# TF-IDF

In this lesson, we're going to learn about a text analysis method called *term frequency–inverse document frequency* (tf–idf). This method will help us identify the most unique words in a document from a given corpus. 

### Simple Formula

Calculating the most frequent words in a text can be useful. But often the most *frequent words* in a text aren't the most *interesting* words in a text.

Term frequency-inverse document frequency is a method that tries to help with this problem becuase it identifies the most frequent *unique* words in a text by comparing it to other texts.

```{margin}
term = word <br>
document = text (or chunk of a text) <br>
corpus = collection of texts <br>
```

**term_frequency * inverse_document_frequency**

**term_frequency** = number of times a given term appears in document

**inverse_document_frequency** = log(total number of documents / number of documents with term) + 1

We're going to calculate and compare the tf–idf scores for the word *said* and the word *pigeons* in "The Girl Who Raised Pigeons," the first short story in *Lost in the City*.
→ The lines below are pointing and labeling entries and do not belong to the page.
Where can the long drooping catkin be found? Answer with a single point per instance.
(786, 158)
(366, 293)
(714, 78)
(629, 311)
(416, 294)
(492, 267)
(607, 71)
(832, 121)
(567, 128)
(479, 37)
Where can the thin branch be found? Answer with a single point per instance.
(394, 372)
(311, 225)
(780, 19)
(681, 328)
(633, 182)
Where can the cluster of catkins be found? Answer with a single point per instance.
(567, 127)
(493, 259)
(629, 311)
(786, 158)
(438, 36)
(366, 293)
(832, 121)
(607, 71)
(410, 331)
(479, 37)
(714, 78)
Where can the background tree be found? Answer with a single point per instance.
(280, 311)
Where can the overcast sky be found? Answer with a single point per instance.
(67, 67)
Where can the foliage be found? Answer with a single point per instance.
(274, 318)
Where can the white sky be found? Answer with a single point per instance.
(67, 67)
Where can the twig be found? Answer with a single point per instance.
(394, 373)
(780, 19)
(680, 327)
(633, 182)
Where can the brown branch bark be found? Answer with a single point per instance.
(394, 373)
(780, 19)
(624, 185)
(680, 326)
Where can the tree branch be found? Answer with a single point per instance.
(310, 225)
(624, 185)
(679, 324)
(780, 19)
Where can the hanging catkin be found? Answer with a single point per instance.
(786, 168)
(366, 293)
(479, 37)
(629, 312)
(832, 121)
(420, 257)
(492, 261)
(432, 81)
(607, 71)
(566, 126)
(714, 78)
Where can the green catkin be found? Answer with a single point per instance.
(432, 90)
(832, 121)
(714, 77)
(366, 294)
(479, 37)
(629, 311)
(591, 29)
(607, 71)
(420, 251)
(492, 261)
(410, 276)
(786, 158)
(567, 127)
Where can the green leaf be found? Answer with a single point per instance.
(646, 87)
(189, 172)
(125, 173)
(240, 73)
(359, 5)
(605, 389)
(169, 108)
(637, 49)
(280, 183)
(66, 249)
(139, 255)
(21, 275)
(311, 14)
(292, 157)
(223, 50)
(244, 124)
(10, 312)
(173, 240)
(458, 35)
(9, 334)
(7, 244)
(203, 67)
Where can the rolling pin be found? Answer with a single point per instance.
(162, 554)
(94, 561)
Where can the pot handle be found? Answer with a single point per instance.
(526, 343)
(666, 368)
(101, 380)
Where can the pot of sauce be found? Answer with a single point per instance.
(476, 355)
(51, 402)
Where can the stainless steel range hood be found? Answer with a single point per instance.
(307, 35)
We need the log() function for our calculation, so we're going to import it from the `math` package.

In [38]:
from math import log

**"said"**

In [39]:
total_number_of_documents = 14 ##total number of short stories in *Lost in the City*
number_of_documents_with_term = 13 ##number of short stories the contain the word "said"

In [40]:
term_frequency = 47 ##number of times "said" appears in "The Girl Who Raised Pigeons"
inverse_document_frequency = log(total_number_of_documents / number_of_documents_with_term) + 1

In [41]:
term_frequency * inverse_document_frequency

50.48307469122493

**"pigeons"**

In [42]:
total_number_of_documents = 14 ##total number of short stories in *Lost in the City*
number_of_documents_with_term = 2 ##number of short stories the contain the word "pigeons"

In [43]:
term_frequency = 30 ##number of times "pigeons" appears in "The Girl Who Raised Pigeons"
inverse_document_frequency = log(total_number_of_documents / number_of_documents_with_term) + 1

In [44]:
term_frequency * inverse_document_frequency

88.3773044716594

**tf–idf Scores**

"said" = 50.48<br>
"pigeons" = 88.38

Though the word "said" appears 47 times in "The Girl Who Raised Pigeons" and the word "pigeons" only appears 30 times, "pigeons" has a higher tf–idf score than "said" because it's a rarer word. The word "pigeons" appears in 2 of 14 stories, while "said" appears in 13 of 14 stories, almost all of them.

## tf–idf with scikit-learn

We could continue calculating tf–idf scores in this manner — by doing all the math with Python — but conveniently there's a Python library that can calculate tf–idf scores in just a few lines of code.

This library is called [scikit-learn](https://scikit-learn.org/stable/index.html), imported as `sklearn`. It's a popular Python library for machine learning approaches such as clustering, classification, and regression, among others. Though we're not doing any machine learning in this lesson, we're nevertheless going to use scikit-learn's `TfidfVectorizer` and `CountVectorizer`.

In [45]:
!pip install sklearn



#### Import Libraries

In [165]:
from sklearn.feature_extraction.text import TfidfVectorizer
from sklearn.feature_extraction.text import CountVectorizer
import pandas as pd
pd.set_option("max_rows", 600)
pd.set_option("max_columns", 200)
#pd.options.display.float_format = lambda value : '{:.0f}'.format(value) if round(value,0) == value else '{:,.3f}'.format(value)
from pathlib import Path  
import glob

We're also going to import `pandas` and change two of its default display settings. We're going to increase the maximum number of rows that pandas will display, and we're going to format numbers in a special way. If it's a decimal number, format to three decimal places; if it's a whole number, round to the whole number.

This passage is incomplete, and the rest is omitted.